Offset-preserving normalization¶
araclean's flagship differentiator: normalize text and keep a map from every position in the normalized string back to the original. No other Arabic NLP library exposes this.
The problem¶
When you normalize Arabic for search or ML, you change the text. Tatweel is stripped, alef variants fold, tashkeel disappears. That is fine for indexing — but the moment you need to:
- cite a span in the original document (RAG answer grounding)
- project a model prediction back to raw text (NER / span annotation)
you need to know where the normalized span came from. Without an offset map, you have two bad choices: skip normalization (losing recall) or lose provenance.
The solution: apply_aligned¶
Every built-in step and every Pipeline exposes apply_aligned:
omap is an OffsetMap. Its public surface is two methods:
| Method | Direction | Use |
|---|---|---|
omap.to_original((start, end)) |
normalized → original | Project a model span back to raw text |
omap.to_normalized((start, end)) |
original → normalized | Find where an original span ended up |
Spans are half-open [start, end) intervals over Unicode code points, matching Python's
str[start:end] slice convention.
RAG: cite in original, search in normalized¶
from araclean import Pipeline, RemoveTatweel, FoldAlef, RemoveTashkeel
pipe = Pipeline([RemoveTatweel(), FoldAlef(), RemoveTashkeel()])
# Index-time: normalize, store the original
original = "كتاب أحمـد الكبير"
normalized, omap = pipe.apply_aligned(original)

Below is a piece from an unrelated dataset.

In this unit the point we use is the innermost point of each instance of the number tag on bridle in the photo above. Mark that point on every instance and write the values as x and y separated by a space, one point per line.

# Retrieval-time: a search hit in the normalized index gives a span
# Suppose a fuzzy search found "احمد" somewhere in the normalized text
found_start = normalized.index("احمد")
found_end = found_start + len("احمد")
# Project back to the original for citation
orig_start, orig_end = omap.to_original((found_start, found_end))
citation = original[orig_start:orig_end]
print(citation) # "أحمـد" — the original spelling, with tatweel and hamza intact
NER: project model output to original text¶
from araclean import Pipeline, FoldAlef, RemoveTashkeel, RemoveTatweel
pipe = Pipeline([RemoveTatweel(), RemoveTashkeel(), FoldAlef()])
original_doc = "قال الرئيسُ محمـدٌ في المؤتمرِ"
normalized, omap = pipe.apply_aligned(original_doc)
# A NER model running on normalized text predicts a PERSON span
ner_start = normalized.index("محمد")
ner_end = ner_start + len("محمد")
# Project to original text
orig_start, orig_end = omap.to_original((ner_start, ner_end))
original_span = original_doc[orig_start:orig_end]
print(original_span) # "محمـد" — the original spelling, tatweel intact (the deleted
# trailing tanween sits past the span: it produced no normalized char)
What the map tracks¶
Every normalization step is one of a few operation kinds, each tracked by the map:
| Kind | Examples | Alignment |
|---|---|---|
str.translate 1→0 (delete) |
RemoveTatweel, RemoveTashkeel |
Deleted char leaves no normalized char; the next normalized char points past it |
str.translate 1→1 (replace) |
FoldAlef, MapDigits |
One-to-one; position is preserved |
str.translate 1→N (expand) |
FoldPresentationForms (lam-alef ligature → two chars) |
Both result chars point back to the one source char |
| Regex substitution N→M | CollapseWhitespace, CleanURLs, ReduceElongation |
Each replacement char points to the whole matched span |
Pipeline composition chains the per-step maps automatically.
Composing across profiles¶
apply_aligned works with any pipeline, including named profiles:
from araclean import Pipeline, SEARCH
pipe = Pipeline.from_profile(SEARCH)
normalized, omap = pipe.apply_aligned("وَقَالَ الرَّئيسُ")
The output of pipe(text) is always identical to the normalized from apply_aligned — the
method only adds the map, never changes the normalization.
Custom steps¶
A custom step that does not implement apply_aligned raises AlignmentNotSupportedError when
Pipeline.apply_aligned reaches it. Add the hook to opt in:
from araclean import OffsetMap, SafetyClass
class MyStep:
safety = SafetyClass.ENCODING_REPAIR
def __call__(self, s: str, /) -> str:
return s.replace("x", "y") # 1→1 replace
def apply_aligned(self, s: str, /) -> tuple[str, OffsetMap]:
# 1→1 replacement: length is unchanged, each char maps to itself
return self(s), OffsetMap.identity(len(s))
For deletions or multi-char substitutions, use OffsetMap.from_translate or
OffsetMap.from_regex_sub — see the OffsetMap API reference.